Woods, who turns 40 in December, has certainly been all of that and more. But in recent years he has been wounded both physically and mentally. Woods is playing in his 20th Masters and is a four-time champion, but he hasn’t won one since 2005.
In between, he has had knee and back injuries, gone through a major scandal that led to a divorce and employed three swing instructors. In February, he left the tour after withdrawing from the Farmers Insurance Open in San Diego and said “my play, my scores are not acceptable for tournament golf. … I enter a tournament to compete at the highest level, and when I think I’m ready, I’ll be back.”

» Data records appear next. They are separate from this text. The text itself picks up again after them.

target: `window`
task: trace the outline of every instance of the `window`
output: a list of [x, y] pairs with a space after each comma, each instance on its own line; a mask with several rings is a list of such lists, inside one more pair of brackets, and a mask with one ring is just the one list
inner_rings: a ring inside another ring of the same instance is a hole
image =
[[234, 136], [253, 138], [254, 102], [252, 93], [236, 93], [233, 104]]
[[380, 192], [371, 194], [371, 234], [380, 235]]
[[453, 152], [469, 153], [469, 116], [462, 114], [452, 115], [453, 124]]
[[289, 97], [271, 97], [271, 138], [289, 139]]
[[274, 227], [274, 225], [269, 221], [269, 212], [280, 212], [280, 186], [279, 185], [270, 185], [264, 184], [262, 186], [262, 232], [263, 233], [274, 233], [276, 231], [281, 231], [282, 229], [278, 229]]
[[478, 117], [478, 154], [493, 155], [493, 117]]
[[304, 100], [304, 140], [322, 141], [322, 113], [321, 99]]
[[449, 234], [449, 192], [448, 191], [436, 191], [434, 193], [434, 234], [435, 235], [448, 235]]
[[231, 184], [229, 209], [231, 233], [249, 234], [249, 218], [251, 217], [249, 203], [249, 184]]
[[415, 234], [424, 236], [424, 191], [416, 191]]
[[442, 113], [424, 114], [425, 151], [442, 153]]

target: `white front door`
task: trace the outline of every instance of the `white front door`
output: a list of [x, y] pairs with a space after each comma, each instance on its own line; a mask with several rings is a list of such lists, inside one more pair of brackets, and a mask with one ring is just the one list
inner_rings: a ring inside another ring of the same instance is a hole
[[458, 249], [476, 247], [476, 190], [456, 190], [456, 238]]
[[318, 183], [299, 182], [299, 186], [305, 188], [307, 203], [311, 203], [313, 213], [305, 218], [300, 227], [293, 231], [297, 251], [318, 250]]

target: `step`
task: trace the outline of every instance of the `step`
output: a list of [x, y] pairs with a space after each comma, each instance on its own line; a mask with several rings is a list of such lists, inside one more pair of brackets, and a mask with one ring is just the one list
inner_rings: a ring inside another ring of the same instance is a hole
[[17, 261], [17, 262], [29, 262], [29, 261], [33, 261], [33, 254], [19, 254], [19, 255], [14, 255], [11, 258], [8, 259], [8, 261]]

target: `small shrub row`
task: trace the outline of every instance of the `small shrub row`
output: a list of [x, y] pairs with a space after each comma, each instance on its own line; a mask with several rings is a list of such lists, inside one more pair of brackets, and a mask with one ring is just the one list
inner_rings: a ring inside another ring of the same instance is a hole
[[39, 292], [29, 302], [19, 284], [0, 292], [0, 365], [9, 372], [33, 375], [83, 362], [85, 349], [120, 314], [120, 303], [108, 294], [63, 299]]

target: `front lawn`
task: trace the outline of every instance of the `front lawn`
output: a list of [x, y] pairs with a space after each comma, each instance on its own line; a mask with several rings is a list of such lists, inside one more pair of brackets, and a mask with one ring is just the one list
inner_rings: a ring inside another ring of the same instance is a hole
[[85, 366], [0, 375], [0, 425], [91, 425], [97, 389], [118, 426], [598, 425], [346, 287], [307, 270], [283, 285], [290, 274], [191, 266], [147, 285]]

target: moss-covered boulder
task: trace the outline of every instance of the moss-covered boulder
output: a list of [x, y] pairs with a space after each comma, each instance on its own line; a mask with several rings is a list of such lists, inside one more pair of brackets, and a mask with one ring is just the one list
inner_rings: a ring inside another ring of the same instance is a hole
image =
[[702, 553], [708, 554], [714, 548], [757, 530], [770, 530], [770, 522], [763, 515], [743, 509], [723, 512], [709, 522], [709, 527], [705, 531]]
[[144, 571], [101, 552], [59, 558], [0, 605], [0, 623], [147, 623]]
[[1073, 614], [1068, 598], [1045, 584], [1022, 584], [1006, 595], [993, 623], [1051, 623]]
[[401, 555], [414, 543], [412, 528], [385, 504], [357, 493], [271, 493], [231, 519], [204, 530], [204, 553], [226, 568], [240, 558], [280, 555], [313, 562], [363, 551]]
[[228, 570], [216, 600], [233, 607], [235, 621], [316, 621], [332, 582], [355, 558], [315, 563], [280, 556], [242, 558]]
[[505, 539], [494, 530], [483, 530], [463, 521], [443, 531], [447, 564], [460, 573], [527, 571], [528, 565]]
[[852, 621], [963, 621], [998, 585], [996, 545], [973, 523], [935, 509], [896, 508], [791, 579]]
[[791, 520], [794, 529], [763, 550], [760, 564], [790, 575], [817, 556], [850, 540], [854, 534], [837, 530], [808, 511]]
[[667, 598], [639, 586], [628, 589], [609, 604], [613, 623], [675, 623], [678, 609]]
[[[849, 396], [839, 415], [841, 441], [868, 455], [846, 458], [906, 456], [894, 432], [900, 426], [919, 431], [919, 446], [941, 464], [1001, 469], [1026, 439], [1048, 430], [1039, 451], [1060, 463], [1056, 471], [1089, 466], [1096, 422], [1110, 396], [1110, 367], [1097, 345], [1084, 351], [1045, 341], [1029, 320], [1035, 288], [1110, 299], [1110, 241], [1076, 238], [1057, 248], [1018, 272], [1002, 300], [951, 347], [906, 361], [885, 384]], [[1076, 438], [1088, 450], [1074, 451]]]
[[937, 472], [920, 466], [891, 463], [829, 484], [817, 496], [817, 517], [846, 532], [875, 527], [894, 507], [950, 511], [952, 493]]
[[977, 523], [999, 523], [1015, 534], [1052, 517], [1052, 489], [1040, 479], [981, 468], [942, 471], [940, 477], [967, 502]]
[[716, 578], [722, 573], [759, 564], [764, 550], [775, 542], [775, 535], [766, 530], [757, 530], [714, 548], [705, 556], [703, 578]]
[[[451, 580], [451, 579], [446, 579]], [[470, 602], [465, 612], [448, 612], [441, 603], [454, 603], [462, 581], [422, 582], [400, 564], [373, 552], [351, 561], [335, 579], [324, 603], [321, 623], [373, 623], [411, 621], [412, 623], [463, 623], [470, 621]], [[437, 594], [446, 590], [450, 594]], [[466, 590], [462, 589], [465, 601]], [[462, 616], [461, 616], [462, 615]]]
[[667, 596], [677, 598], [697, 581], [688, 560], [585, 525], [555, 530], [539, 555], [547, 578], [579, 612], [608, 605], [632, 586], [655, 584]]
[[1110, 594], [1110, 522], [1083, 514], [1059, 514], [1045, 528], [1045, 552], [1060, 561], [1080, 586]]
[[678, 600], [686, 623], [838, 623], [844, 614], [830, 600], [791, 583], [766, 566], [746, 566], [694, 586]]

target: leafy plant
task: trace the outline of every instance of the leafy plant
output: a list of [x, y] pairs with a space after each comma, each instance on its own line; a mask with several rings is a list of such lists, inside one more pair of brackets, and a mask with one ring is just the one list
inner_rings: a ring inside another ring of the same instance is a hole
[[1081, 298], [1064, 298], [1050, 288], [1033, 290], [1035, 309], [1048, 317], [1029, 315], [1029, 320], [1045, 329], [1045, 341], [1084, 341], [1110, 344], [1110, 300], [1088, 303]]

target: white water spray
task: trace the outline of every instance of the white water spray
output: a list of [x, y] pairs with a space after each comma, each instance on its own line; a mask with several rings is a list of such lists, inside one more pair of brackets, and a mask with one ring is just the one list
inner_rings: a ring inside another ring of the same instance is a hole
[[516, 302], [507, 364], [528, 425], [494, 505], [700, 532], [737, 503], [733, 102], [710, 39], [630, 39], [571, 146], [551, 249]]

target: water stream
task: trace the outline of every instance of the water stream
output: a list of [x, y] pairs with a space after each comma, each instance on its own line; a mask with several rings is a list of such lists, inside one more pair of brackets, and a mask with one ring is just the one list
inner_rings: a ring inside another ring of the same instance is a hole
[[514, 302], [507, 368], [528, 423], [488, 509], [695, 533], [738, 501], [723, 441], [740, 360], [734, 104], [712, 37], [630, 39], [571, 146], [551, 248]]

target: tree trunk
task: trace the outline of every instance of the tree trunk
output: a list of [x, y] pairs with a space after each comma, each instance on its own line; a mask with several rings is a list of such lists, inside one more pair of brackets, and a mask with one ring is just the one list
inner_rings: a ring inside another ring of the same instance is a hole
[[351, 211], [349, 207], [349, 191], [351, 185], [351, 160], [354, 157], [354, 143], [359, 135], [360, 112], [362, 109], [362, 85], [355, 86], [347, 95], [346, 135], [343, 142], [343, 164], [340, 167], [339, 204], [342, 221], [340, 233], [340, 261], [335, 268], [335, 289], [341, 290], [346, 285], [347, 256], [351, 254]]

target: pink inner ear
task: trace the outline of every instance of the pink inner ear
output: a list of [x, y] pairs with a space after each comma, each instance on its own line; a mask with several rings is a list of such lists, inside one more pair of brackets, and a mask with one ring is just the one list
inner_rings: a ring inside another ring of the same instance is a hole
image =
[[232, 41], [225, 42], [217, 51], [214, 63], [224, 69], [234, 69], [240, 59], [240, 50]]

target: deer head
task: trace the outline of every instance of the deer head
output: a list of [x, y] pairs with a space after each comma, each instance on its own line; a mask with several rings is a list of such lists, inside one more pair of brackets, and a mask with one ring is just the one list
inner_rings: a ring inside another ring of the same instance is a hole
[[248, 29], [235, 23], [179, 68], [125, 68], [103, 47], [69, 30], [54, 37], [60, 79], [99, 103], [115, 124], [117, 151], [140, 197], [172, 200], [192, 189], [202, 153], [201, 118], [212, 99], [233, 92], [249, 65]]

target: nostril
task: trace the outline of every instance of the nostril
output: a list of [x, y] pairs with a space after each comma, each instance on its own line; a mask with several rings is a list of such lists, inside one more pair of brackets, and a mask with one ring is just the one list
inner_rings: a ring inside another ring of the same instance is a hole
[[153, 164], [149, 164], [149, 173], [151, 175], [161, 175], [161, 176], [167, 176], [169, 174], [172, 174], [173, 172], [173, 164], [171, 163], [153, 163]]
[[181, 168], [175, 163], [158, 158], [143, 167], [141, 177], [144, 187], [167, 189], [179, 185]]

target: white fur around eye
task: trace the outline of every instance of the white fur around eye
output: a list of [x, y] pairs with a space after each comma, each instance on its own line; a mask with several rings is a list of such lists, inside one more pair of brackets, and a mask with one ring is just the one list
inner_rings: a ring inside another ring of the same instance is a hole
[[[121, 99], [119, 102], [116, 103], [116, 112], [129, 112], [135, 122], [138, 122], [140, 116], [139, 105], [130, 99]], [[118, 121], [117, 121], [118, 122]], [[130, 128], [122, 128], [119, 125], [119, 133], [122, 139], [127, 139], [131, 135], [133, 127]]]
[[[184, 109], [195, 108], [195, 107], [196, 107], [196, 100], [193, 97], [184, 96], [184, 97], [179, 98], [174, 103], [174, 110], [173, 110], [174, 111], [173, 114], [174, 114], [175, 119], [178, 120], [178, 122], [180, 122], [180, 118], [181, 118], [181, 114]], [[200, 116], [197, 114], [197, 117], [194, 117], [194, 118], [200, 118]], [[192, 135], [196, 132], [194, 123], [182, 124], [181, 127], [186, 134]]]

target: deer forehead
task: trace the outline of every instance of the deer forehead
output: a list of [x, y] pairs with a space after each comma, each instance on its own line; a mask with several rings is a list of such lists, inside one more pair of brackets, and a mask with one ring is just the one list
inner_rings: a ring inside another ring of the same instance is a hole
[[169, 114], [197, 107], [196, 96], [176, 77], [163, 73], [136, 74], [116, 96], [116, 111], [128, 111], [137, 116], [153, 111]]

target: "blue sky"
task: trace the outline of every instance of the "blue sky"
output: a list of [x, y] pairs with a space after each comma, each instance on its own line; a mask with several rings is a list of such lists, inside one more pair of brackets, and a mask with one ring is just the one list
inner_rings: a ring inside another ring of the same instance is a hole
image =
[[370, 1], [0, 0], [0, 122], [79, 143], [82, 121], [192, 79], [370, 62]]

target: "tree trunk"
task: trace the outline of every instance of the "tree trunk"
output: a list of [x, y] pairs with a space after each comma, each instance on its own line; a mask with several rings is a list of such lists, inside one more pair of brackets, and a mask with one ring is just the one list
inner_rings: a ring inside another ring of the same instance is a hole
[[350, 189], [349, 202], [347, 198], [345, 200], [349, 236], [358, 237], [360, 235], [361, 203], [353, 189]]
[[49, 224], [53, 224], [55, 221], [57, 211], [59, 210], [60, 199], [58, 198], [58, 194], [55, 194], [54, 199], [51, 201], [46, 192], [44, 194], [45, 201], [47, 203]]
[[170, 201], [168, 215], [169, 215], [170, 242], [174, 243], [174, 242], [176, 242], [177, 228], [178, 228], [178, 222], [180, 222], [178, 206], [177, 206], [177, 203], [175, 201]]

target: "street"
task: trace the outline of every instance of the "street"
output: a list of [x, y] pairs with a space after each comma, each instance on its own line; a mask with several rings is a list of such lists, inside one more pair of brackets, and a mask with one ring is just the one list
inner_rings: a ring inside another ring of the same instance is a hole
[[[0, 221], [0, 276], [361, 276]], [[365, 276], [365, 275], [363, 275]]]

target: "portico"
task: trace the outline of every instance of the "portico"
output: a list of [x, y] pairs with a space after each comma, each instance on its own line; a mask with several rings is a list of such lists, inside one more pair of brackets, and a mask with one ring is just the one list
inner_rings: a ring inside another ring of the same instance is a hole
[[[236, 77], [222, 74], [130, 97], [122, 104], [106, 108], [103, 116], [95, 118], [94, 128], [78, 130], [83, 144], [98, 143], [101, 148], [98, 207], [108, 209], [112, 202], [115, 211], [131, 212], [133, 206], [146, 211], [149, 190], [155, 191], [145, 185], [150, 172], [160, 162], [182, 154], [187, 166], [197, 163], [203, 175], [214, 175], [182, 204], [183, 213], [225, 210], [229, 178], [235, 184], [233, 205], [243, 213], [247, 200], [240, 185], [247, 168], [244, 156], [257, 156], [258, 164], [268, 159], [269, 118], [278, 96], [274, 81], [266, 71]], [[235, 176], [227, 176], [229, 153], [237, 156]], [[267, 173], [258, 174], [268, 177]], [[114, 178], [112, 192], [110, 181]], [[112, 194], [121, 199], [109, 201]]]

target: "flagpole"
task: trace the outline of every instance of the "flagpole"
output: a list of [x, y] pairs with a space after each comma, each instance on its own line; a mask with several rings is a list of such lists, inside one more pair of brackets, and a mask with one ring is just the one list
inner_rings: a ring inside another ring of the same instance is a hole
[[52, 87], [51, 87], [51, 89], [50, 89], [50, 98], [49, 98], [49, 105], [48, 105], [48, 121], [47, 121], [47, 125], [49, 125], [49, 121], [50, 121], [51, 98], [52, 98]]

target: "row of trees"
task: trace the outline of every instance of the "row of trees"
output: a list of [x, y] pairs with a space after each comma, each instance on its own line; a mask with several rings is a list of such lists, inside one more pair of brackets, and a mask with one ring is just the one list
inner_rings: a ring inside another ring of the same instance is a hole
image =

Despite skeptics among some of his peers that he can’t win majors again, he insisted this week that he does feel ready, willing and able to contend. After all, this is a man who has eight top-10 finishes, including that 2005 victory, in his past nine Augusta National appearances. Watson believes it’s possible for him to bounce back this week.
“This place just brings it out of him,” Watson said this week. “I think Tiger has taken enough time off to where he wants to be back. Obviously, he’s pretty good around this place.”
Woods has spent most of the past two months playing and practicing back home in South Florida.
“We’ve spent a lot of time, a lot of work on this,” he said. “It’s finally paid off. I worked my [tail] off. That’s kind of the easiest way to describe it. I worked hard. … It was a slow and steady progression each and every day. By the time the sun set, I should be a better player than I was in the morning. We don’t need to make big, giant leaps or anything like that. Just incrementally get better.”
Woods seems has been rather loose and relaxed this week. For the first time in 11 years, he participated in the annual Par 3 contest Wednesday, with his two kids, Charlie and Sam, walking with him on the course. He played several practice rounds with his long-time friend Mark O’Meara, and on the range, he was hitting balls accompanied by the sounds of hip-hop on his play list.
“I’m feeling older, there’s no doubt about that,” he admitted. “Try chasing around 6- and 7-year-olds all day, you start feeling it. But the good news is my soccer game has gotten a lot better.”